Dans cette situation, certains critères fondamentaux se révèlent utiles: la distinction et en même temps le lien entre l'ordre légal et l'ordre moral; la fidélité à sa propre identité et, en même temps, la disponibilité au dialogue avec tous; la nécessité que, dans le jugement et dans l'engagement social, le chrétien se réfère à la fidélité, triple et indissociable, aux valeurs naturelles, en respectant l'autonomie légitime des réalités temporelles, aux valeurs morales, en promouvant la conscience de la dimension éthique intrinsèque de chaque problème social et politique, et aux valeurs surnaturelles, en accomplissant sa tache dans l'esprit de l'Évangile de Jésus-Christ.
570 Lorsque, dans des domaines et des situations qui renvoient à des exigences éthiques fondamentales, des choix législatifs et politiques contraires aux valeurs et aux principes chrétiens sont proposés ou effectués, le Magistère enseigne que « la conscience chrétienne bien formée ne permet à personne d'encourager par son vote la mise en œuvre d'un programme politique ou d'une loi dans lesquels le contenu fondamental de la foi et de la morale serait évincé par la présentation de propositions différentes de ce contenu ou opposées à lui».
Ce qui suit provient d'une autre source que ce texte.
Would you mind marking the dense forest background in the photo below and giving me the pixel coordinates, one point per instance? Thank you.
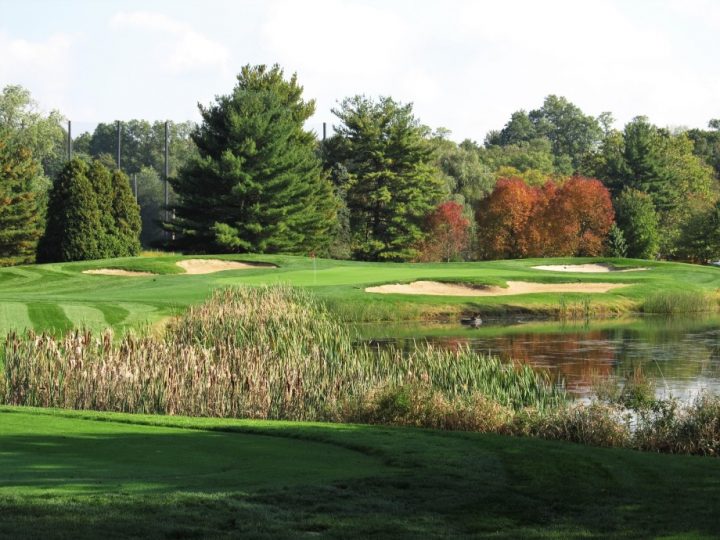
(552, 181)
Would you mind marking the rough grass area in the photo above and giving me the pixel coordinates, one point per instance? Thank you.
(59, 296)
(250, 352)
(93, 475)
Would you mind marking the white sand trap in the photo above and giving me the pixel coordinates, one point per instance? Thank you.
(434, 288)
(209, 266)
(585, 268)
(117, 272)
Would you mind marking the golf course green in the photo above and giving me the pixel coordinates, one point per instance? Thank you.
(89, 475)
(58, 297)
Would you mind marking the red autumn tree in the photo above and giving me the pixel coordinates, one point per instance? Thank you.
(517, 220)
(503, 217)
(578, 219)
(447, 234)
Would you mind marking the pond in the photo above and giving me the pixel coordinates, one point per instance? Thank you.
(680, 354)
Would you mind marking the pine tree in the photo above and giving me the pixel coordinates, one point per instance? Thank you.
(20, 220)
(257, 184)
(125, 214)
(101, 180)
(74, 229)
(392, 184)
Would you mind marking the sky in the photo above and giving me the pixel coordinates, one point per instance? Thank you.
(466, 65)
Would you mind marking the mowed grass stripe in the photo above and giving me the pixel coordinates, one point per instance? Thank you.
(113, 314)
(47, 316)
(14, 316)
(84, 316)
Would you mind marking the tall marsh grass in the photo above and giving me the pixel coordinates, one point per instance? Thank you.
(671, 302)
(269, 352)
(276, 352)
Dans le cas où il n'aurait pas été possible de conjurer la mise en œuvre de ces programmes politiques ou d'empêcher ou d'abroger ces lois, le Magistère enseigne qu'un parlementaire, dont l'opposition personnelle absolue en la matière serait manifeste et connue de tous, pourrait licitement offrir son soutien à des propositions visant à limiter les dommages causés par ces programmes et par ces lois et à diminuer les effets négatifs sur le plan de la culture et de la moralité publique. À cet égard, le cas d'une loi favorable à l'avortement est emblématique. Son vote, dans tous les cas, ne peut pas être interprété comme l'adhésion à une loi inique, mais seulement comme une contribution pour réduire les conséquences négatives d'une mesure législative dont l'entière responsabilité remonte à celui qui l'a introduite.
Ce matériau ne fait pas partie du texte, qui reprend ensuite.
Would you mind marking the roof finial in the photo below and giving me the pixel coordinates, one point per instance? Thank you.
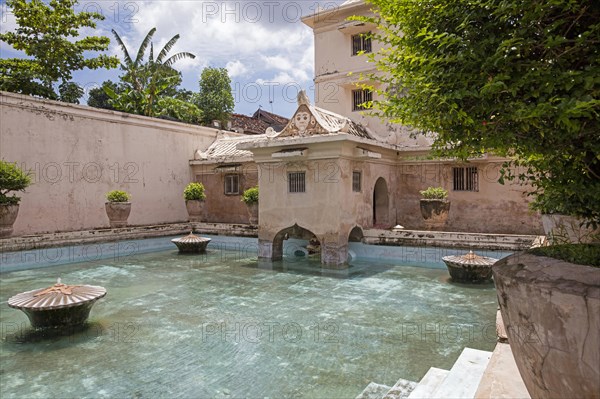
(303, 98)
Il faut tenir compte de ce que, face aux multiples situations où sont en jeu des exigences morales fondamentales et incontournables, le témoignage chrétien doit être considéré comme un devoir auquel on ne peut se soustraire et qui peut aller jusqu'au sacrifice de la vie, au martyre, au nom de la charité et de la dignité humaine. L'histoire de vingt siècles, notamment celle du dernier, est riche en martyrs de la vérité chrétienne, témoins de foi, d'espérance et de charité évangéliques. Le martyre est le témoignage de la conformation personnelle à Jésus crucifié, qui s'exprime jusqu'à la forme suprême consistant à verser son sang, selon l'enseignement évangélique: « Si le grain de blé tombé en terre (...) meurt, il porte beaucoup de fruit » (Jn 12, 24).